Il 19 luglio una frana causa il crollo di molti edifici di un quartiere di Agrigento, costruito senza regole negli anni precedenti. Gli abitanti riescono
a mettersi in salvo, ma il panorama di rovine e la facile ricerca delle
cause spingono il governo di centro-sinistra presieduto da Aldo Moro ad
accelerare l’iter di approvazione di una legge urbanistica. Il tema aveva
provocato aspre battaglie all’interno della stessa DC e la sconfessione
della proposta di legge di Fiorentino Sullo che proponeva l’esproprio di
una parte delle aree private a favore dei Comuni che poi avrebbero ceduto ai privati il diritto di superficie per le utilizzazioni previste dai piani
regolatori. Sullo viene emarginato dal partito e Moro cerca di prendere
tempo mentre nel frattempo la febbre edilizia non accenna a diminuire.

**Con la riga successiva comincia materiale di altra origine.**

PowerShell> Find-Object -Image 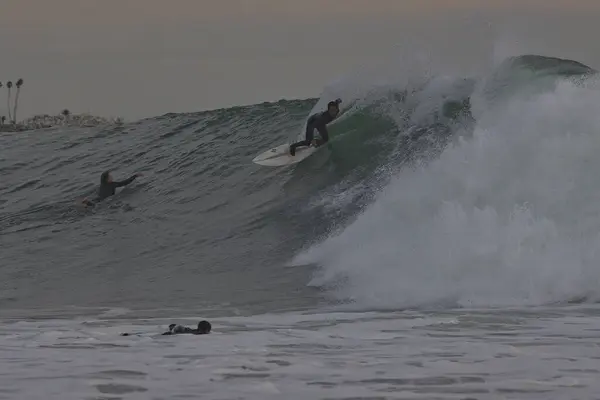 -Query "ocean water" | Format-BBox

La frana di Agrigento mette ognuno davanti alle proprie responsabilità. Nel piovosissimo autunno di quell’anno, il 4 novembre 1966, straripa
l’Arno: Firenze è invasa da un fiume di fango e tutta la Toscana subisce
danni. Il numero delle vittime è fissato in 35; i danni al patrimonio artistico sono incalcolabili: si staccano le formelle del Ghiberti dal Battistero
del Duomo, i depositi degli Uffizi sono completamente alluvionati, così
come i magazzini della Biblioteca Nazionale Centrale (la più importante
d’Italia), il Crocifisso di Cimabue in Santa Croce è quasi irrimediabilmente perduto. Lo stesso 4 novembre, allora festa nazionale, l’acqua alta
invade Venezia raggiungendo quasi i due metri. Gli effetti interessano
almeno 20.000 persone. Sembra il colpo di grazia a una città già in via
di spopolamento. Le immagini di Firenze e Venezia fanno il giro del mondo. La solidarietà internazionale è fortissima: non è solo l’Italia a essere
colpita, ma il cuore della civiltà occidentale. L’impreparazione è però evidente: e ora che si fa?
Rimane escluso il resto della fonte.